Przedmieścia Pucallpy

    Po długich poszukiwaniach dotarliśmy w końcu do leżącego na przedmieściach Pucallpy niewielkiego gospodarstwa szamanonaukowca. Nasz gospodarz i jego latynoski pomagier przyjęli nas serdecznie, ugościli czym tam mieli, pokazali jak przyrządza się ayahuaskę (korzeń gotuje się wiele godzin w garnku, ot i cała tajemnica; no, nie cała – szamanonaukowiec odkrył, że dodatek grzybów pasożytujących na korzeniach kilku gatunków miejscowej cibory, papirusu, sprawia, że substancje psychoaktywne łatwiej się wchłaniają; pokazywał mi nawet prace naukowe na ten temat i wyniki badań; nie wiem, czy powiedzieli mu to Indianie, duchy czy sam na to wpadł; sama ayahuasca – przynajmniej w procesie gotowania – jest totalnie gorzka; wiem, bo wziąłem kapkę na język – w ceremonii trzeba tego wypić bardzo dużo, nic więc dziwnego, że występują wymioty) oraz – ponieważ Amerykanin był też domorosłym malarzem – galerię obrazów stworzonych pod wpływem substancji psychoaktywnych. Cóż, de gustabus non desputere est.

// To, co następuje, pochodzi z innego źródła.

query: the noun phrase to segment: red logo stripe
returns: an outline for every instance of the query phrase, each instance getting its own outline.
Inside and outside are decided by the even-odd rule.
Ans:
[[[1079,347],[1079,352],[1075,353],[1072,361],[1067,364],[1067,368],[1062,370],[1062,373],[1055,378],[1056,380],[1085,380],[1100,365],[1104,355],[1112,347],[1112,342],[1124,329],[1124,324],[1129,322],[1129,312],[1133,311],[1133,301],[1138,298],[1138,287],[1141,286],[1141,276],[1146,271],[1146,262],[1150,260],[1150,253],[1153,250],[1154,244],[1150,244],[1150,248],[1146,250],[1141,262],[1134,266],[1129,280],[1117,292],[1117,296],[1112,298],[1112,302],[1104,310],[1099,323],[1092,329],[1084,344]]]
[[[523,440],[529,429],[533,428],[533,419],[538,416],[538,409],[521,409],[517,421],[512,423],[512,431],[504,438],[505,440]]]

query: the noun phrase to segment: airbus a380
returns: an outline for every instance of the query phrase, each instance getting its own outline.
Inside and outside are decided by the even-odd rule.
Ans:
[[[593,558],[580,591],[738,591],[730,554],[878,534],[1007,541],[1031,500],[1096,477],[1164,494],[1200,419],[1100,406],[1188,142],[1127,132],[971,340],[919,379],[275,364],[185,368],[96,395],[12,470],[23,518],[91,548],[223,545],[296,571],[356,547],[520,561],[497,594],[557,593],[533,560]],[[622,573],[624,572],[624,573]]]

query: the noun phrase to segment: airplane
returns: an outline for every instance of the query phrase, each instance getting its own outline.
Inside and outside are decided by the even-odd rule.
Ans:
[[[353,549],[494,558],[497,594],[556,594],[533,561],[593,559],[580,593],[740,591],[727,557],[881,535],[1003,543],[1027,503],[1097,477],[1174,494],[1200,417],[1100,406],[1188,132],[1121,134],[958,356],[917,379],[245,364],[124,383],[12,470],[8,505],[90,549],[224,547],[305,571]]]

Alchemik, pomagier i gar narkotyków
Narkotyczne malarstwo

    Nie będę ukrywał, że taki na poły hippisowski, na poły ezoteryczny model życia niezbyt mi odpowiada – podobnie jak zażywanie silnych substancji psychoaktywnych. Ayahuasca może bowiem zrobić krzywdę. I nie jest to moje zdanie – a słowa, jeśli można tak powiedzieć, eksperta, naszego gospodarza. Co prawda najpierw zachwalał ayahuaskę oraz wyrażał rozczarowanie, że dzięki działalności jednego z amerykańskich dziennikarzy (jakiegoś tropiciela afer, który przyjechał do dżungli i zrobił reportaże, że ayahuasca jest szkodliwa) nie może teraz eksportować do USA i Europy ajałaskowych maści, dekoktów i innych takich – bo zakazano używania tej substancji w tych rejonach Świata. A przecież, prawił, to wspaniała substancja, otwierająca umysł – i tak dalej. W końcu jednak zapytaliśmy, czy można ot tak, przyjechać do niego i zażyć narkotyku:
    - Nie – padła odpowiedź – Owszem, są tacy szamani, którzy każdemu, kto chce, podają ayahuaskę. To właśnie oni są odpowiedzialni za złą prasę. Do ceremonii trzeba się przygotowywać, często wiele dni. Trzeba wiedzieć, czego się chce, po co chce się ją przyjąć. W przeciwnym razie ayahuasca może zrobić krzywdę. Może zmienić Twój umysł na zawsze. Znam taki przypadek: bogaty człowiek, też Amerykanin, przyjechał, wziął udział w ceremonii bez przygotowania, obudził się rano i rozdał cały swój majątek, został bezdomnym żebrakiem. Ayahuasca jest cudowna, ale niebezpieczna. Ja nie mogę brać za to odpowiedzialności.
    Cóż – jak mówiłem – nie polecam, nie mam też zamiaru korzystać z takich, jak to nazwać, o, "bram do wnętrza własnego jestestwa". Wiem kim jestem, mnie taka dodatkowa stymulacja nie jest potrzebna, życie jest wystarczająco piękne by je zanieczyszczać jakimiś wizjami.
    A co to są za wizje? Otóż Kolega opisuje to tak (warto dodać, że wizje pojawiły się u niego dopiero przy czwartej bodajże próbie – trzy pierwsze kończyły się lekkimi halucynacjami, wymiotami i kacem; ta czwarta też zresztą miała w pakiecie rzyganko):
    - W pewnym momencie - mocno skracam wypowiedź, pomijam podróż poza ciałem, duchowego przewodnika w postaci rośliny i inne takie – poczułem, że dotarłem do źródła, z którego biła czysta, jasna miłość. Nie wiem, jak to opisać. Miłość absolutna. Absolut.
    - Miłość, co słońce porusza i gwiazdy?
    - Tak, dokładnie!
    - Czytałeś "Niebo" w "Boskiej Komedii" Dantego?
    - Nie, znam "Piekło", jak wszyscy.
    - To właśnie cytat z "Nieba". Alighieri właśnie tak opisuje Boga.
    - Haha. Brał ayahuaskę?
    - W XIV wieku w Toskanii? Wątpię.
   Wygląda na to, że niekoniecznie trzeba faszerować się substancjami psychoaktywnymi, żeby dotknąć istoty Boga.

Toskania - średniowieczna

20 sierpnia 2021

Selva alta

    Poprzednie wpisy opowiadały o niezwykle niegościnnej podmokłej amazońskiej dżungli nizinnej – i jeszcze tam wrócę – ale teraz delikatna odskocznia, kilkaset metrów wyżej: selva alta. Dżungla górska.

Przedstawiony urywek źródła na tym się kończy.